Ultimately, Stardust Memories has endured as probably Woody Allen’s most divisive film — it’s one of his few movies than can justly be both loved and despised. I think, perhaps, how you feel about it depends on how you feel about Allen’s early, funny films. If Bananas and Sleeper are all you want from a Woody Allen movie, this is where things end for you. Even if he didn’t intend to do it so rudely, Stardust Memories makes it clear Woody Allen is interested in taking you to much darker places.
- “You can’t control life. Only art you can control. Art and masturbation. Two areas in which I am an absolute expert.”
- “I’m an excellent kisser. It was my major in college.”
- “What’s with this traffic... is the pope in town? Or some other show business figure?”
- “To you, I’m an atheist; to God, I’m the loyal opposition.”
- “Mr. Bates, I’ve seen all your films. You really feel threatened by intellectuals.”

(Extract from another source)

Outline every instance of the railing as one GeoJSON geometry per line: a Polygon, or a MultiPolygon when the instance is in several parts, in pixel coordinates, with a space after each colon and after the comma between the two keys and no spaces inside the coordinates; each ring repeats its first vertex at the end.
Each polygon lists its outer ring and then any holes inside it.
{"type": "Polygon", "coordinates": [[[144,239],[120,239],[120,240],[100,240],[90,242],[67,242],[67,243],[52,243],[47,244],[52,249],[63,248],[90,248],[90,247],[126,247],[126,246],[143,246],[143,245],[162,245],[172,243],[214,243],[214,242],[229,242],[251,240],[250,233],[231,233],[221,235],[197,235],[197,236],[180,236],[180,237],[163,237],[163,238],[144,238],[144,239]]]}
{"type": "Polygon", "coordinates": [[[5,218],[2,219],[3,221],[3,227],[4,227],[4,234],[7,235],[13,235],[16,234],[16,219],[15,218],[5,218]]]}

“Threatened? You’re kidding me. I’ve always said they’re like the mafia. They only kill their own.”
- “I understand you studied philosophy at school.”

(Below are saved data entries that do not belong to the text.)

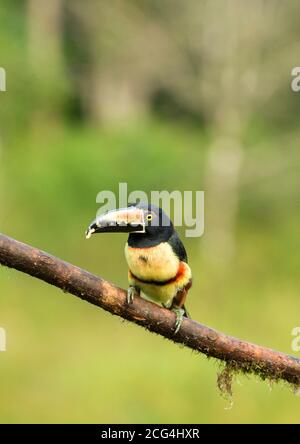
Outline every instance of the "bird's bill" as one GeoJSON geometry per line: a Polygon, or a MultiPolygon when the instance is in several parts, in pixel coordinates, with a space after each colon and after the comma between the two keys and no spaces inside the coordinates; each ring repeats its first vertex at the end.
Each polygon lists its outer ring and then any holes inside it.
{"type": "Polygon", "coordinates": [[[129,207],[100,214],[86,230],[86,238],[89,239],[94,233],[105,232],[144,233],[145,219],[143,210],[129,207]]]}

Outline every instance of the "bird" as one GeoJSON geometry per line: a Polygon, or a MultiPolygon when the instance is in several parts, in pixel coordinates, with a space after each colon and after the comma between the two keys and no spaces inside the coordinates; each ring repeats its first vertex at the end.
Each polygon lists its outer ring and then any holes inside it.
{"type": "Polygon", "coordinates": [[[192,272],[185,247],[162,208],[139,202],[99,214],[86,230],[86,238],[104,232],[129,233],[125,244],[128,265],[127,302],[135,297],[150,300],[176,315],[176,334],[192,286],[192,272]]]}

“Uh, no, that’s not true. I did take one course in existential philosophy at New York University, and on the final, they gave me ten questions. I couldn’t answer any of them, and, uh, I left ‘em all blank. I got a hundred.”
- “Is that an unregistered fire-arm in your car?”
“Yes, but don’t worry officer, it’s just for Nazis”
- “Suicide was just not a middle-class alternative, you know? My mother was too busy running the boiled chicken through the deflavorizing machine to think about shooting herself or anything”
- “Some people have claimed that your films are narcissistic.”
“Yes, many people have said that about me over the years, but I don’t think it’s true. If I were to say which Greek God I take after, I would definitely not say Narcissus.”
“Who would you say?”
- “For years I thought the Golberg Variations were something Mr. and Mrs. Goldberg tried on their wedding night.”
- “That aftershave. It just made my whole childhood come back with a sudden Proustian rush.”
“Yeah? That’s ‘cause I’m wearing Proustian Rush by Chanel.”
- Woody Allen’s mother is portrayed by the same actress as in Annie Hall.
- The title is a reference to the Stardust hotel, where part of the film takes place, but also to the song “Stardust Memories” by Louie Armstrong, which is played a couple of times in the film.
- This was Woody Allen’s last film with United Artists — he left because all the people he had worked with throughout his career also left, and moved over to Orion Pictures.
- The casting agent and several of the films’ producers spent weeks handing out invitations to audition to every strange-looking person they saw, in order the cast the film’s many bizarre faces.
- Sharon Stone (see above), Brent Spiner (Commander Data on Star Trek) and Daniel Stern (Home Alone’s wet bandit) all have small roles as pesterers of Sandy Bates.
- If you only count films he had both written and directed, Woody Allen had made nine films prior to this (one more than Federico Fellini as he embarked upon 8½).
- The working title for this movie was “Woody Allen No. 4” — to suggest that Allen is not-quite half the director that Fellini is.
- In Everything You Always Wanted to Know About Sex But Were Afraid To Ask, I said it marked the last appearance of Allen’s ex-wife Louise Lasser... but, actually, she has a small role in this movie as Sandy’s secretary.